それはいずれこのエスニアにとって深刻な脅威になるであろうということ。


「既に儂らは”神の子”を名乗る敵と遭遇したが奴らの強さは桁違いじゃ。今はまだ大人しくしているが奴らが表舞台に現れたら大変なことになるのは容易に想像がつく」


 雷竜王ですら桁違いという敵だ。

そんなのが複数存在し、暴れ始めたら手が付けられないだろう。


「ザド=ゼダルガを目指す理由はこれかしら?」


 リーシェの方を見ると彼女は頷く。


「理由の一つではある。行って何が出来るのか、起こるのかは分からない。でもレプリカがザド=ゼダルガに向かえと言ったのには必ず意味があると思う」


 リーシェの瞳には強い意志が宿っている。

本当は引き止めたいが彼女の目を見たらそれは無理なことだとすぐに察した。


「私も行く、と言いたいところだけれども私にもやらなければいけないことが。
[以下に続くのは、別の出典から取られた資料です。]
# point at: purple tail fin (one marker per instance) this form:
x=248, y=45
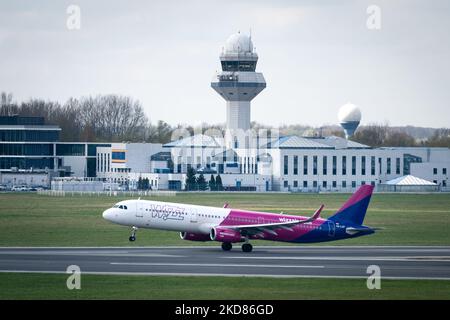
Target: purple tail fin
x=354, y=210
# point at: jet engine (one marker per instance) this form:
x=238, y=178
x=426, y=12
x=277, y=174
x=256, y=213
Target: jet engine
x=194, y=236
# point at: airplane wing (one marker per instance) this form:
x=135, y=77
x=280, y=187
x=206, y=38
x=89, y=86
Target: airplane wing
x=271, y=227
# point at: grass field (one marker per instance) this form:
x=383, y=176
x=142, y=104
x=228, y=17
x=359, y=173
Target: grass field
x=28, y=219
x=53, y=286
x=32, y=220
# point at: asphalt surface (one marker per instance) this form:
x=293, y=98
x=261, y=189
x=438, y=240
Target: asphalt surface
x=284, y=261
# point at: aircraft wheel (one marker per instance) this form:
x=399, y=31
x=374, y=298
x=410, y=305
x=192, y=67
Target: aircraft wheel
x=247, y=247
x=226, y=246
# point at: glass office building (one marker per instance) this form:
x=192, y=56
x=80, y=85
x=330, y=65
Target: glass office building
x=27, y=143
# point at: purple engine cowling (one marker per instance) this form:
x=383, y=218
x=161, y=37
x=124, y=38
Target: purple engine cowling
x=225, y=235
x=194, y=236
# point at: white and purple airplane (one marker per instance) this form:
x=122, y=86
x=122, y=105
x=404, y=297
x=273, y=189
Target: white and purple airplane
x=228, y=226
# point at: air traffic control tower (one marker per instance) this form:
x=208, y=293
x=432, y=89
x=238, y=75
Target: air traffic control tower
x=238, y=83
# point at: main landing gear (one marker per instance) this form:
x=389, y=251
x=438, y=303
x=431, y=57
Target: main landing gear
x=246, y=247
x=133, y=234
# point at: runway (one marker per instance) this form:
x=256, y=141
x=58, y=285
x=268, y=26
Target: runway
x=395, y=262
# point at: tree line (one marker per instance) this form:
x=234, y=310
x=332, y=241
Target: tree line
x=116, y=118
x=111, y=118
x=194, y=183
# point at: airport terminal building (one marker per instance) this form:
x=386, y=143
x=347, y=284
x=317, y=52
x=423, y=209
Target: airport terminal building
x=31, y=153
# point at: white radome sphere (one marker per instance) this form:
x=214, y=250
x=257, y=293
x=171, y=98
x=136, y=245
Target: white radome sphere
x=239, y=43
x=349, y=113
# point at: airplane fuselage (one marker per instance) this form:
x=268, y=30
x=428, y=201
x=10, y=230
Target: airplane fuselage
x=199, y=223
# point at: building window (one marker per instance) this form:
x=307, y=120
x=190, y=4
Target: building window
x=334, y=165
x=380, y=161
x=363, y=165
x=344, y=165
x=286, y=165
x=353, y=165
x=314, y=165
x=372, y=166
x=295, y=165
x=305, y=165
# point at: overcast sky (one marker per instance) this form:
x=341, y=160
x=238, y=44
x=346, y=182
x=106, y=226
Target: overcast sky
x=315, y=56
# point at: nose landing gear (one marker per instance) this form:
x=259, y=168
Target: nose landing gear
x=133, y=234
x=226, y=246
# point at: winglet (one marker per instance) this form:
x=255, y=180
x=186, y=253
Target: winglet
x=317, y=213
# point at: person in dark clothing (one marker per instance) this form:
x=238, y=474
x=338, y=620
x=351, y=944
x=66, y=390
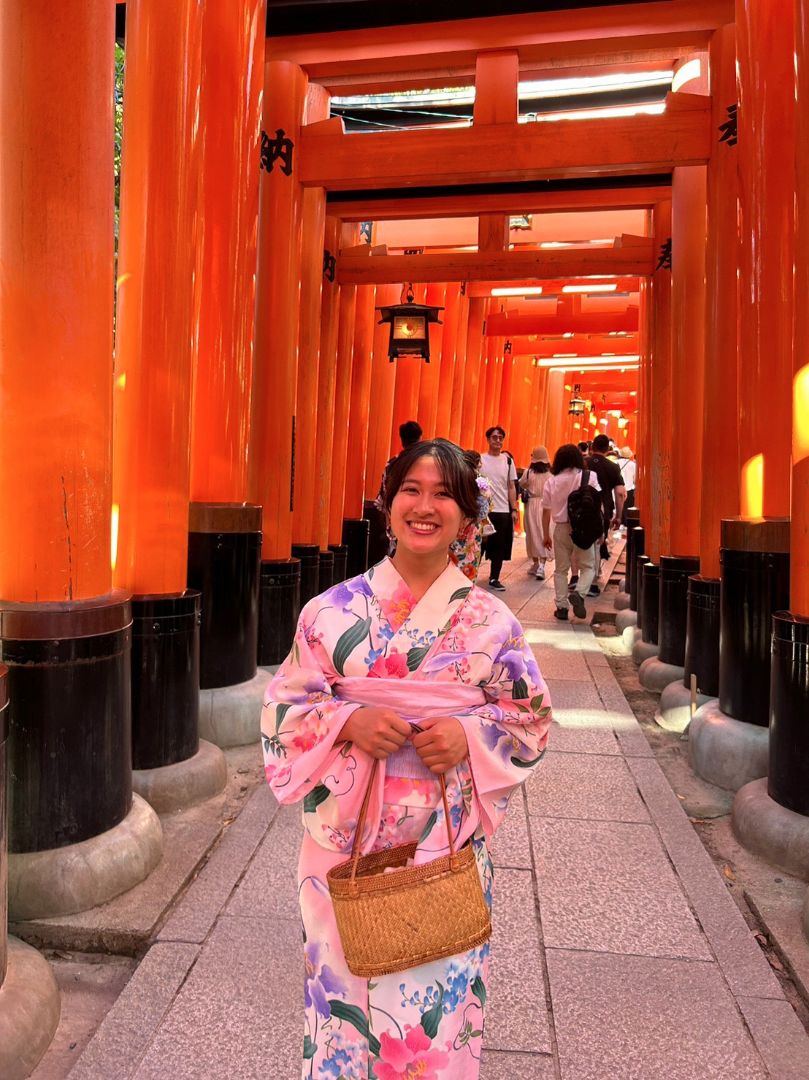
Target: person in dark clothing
x=614, y=495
守りたいものがあるわ」


「うん。だからお互いに前を向いて進もう。そしてまたこうやって必ず会おう」


 変わった。

少し見ない間に彼女は心身共に成長したと思う。

前までは自分が絶対に守ってあげなければと思っていたが今では自分の道を見つけて進もうとしている。

義妹が私の後ろを追ってついてこなくなったことに少し寂しさを感じるが、それと当時に共に肩を並べて歩むようになったことに喜びを感じている。
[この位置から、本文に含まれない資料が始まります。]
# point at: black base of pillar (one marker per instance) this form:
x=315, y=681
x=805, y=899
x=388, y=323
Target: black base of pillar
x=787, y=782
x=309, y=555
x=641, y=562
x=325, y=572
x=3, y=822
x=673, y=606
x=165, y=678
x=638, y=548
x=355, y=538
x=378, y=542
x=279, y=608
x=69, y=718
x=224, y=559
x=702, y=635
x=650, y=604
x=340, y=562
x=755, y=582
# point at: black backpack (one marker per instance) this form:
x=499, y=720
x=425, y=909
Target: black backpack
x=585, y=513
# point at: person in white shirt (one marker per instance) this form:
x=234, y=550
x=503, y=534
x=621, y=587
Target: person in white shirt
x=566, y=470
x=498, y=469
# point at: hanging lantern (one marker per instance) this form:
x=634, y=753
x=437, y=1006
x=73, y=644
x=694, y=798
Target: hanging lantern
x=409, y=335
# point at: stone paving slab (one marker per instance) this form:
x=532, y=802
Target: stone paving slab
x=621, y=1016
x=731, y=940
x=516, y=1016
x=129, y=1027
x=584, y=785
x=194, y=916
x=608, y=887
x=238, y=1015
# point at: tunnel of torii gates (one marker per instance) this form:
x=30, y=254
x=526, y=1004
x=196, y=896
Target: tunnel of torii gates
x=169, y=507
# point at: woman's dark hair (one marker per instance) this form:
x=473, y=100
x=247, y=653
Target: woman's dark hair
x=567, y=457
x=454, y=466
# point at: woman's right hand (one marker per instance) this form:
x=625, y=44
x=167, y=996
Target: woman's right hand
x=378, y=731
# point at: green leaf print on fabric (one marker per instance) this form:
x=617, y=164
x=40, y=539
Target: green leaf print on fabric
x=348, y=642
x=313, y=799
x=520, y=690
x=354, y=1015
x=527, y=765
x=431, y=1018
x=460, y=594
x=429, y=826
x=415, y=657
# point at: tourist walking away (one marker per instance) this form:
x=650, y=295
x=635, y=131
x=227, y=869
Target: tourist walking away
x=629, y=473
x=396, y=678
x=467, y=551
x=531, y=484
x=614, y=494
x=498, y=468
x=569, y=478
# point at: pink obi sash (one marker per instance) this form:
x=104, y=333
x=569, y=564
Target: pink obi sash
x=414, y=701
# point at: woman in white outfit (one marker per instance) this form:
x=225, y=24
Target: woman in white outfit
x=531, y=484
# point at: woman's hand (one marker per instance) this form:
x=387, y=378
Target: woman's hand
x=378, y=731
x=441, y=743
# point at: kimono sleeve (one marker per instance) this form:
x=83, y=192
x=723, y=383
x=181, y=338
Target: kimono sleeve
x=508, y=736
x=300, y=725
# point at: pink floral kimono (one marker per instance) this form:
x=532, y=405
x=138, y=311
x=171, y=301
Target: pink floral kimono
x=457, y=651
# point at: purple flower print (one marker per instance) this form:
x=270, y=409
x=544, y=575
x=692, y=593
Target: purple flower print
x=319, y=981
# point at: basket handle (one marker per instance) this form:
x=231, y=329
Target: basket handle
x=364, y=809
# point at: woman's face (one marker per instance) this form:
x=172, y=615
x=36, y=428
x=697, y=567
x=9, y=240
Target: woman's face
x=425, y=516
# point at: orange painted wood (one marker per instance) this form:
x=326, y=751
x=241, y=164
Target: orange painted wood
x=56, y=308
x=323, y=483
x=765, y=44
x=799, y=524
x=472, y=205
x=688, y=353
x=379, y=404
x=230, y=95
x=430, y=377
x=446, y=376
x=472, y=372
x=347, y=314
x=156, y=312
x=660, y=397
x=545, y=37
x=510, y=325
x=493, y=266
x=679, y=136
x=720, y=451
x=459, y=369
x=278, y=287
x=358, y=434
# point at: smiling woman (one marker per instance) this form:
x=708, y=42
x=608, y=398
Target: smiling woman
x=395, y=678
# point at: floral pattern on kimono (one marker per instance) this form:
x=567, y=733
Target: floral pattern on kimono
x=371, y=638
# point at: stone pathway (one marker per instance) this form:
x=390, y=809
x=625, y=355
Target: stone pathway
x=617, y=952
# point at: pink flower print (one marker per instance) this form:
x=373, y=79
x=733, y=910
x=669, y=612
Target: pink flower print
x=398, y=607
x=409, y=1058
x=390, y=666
「そうね。でも無理は禁物。辛くなったら私を呼ぶこと。貴女がどこにいようとも飛んで行くわ」


 リーシェの頭を撫でると彼女はやや恥ずかしそうに目を逸らした。

大切な義妹を信じて送り出し、そして自分は……。


「リーシェたちが遭遇した敵については十分警戒をしないと。それから”蛇”にもね」


 メリナローズがどうしてこのタイミングで接触してきたのかが気になる。

奴らがこの内戦に関わっているのならば見過ごすわけにはいかない。

”神の子”に”蛇”に大公軍。

全ての脅威から私は仲間たちや民を守り切らなければいけない。

そう思っていると辺境伯の兵士が一人駆け寄ってきた。


「ルナミア様!! バードン伯爵がいらっしゃいました!!」


「……来たわね」


 バードン伯爵。

あの男もある意味では脅威だ。

いずれあの男とは決別する。

そんな予感がするのだ。


「行きましょう」


 私はリーシェたちと頷き合うと歩き出す。

バードン伯爵との交渉次第では一戦交える可能性もある。

私はそうならないことを祈りつつも覚悟を決めてバードン伯爵の許へ向かうのであった。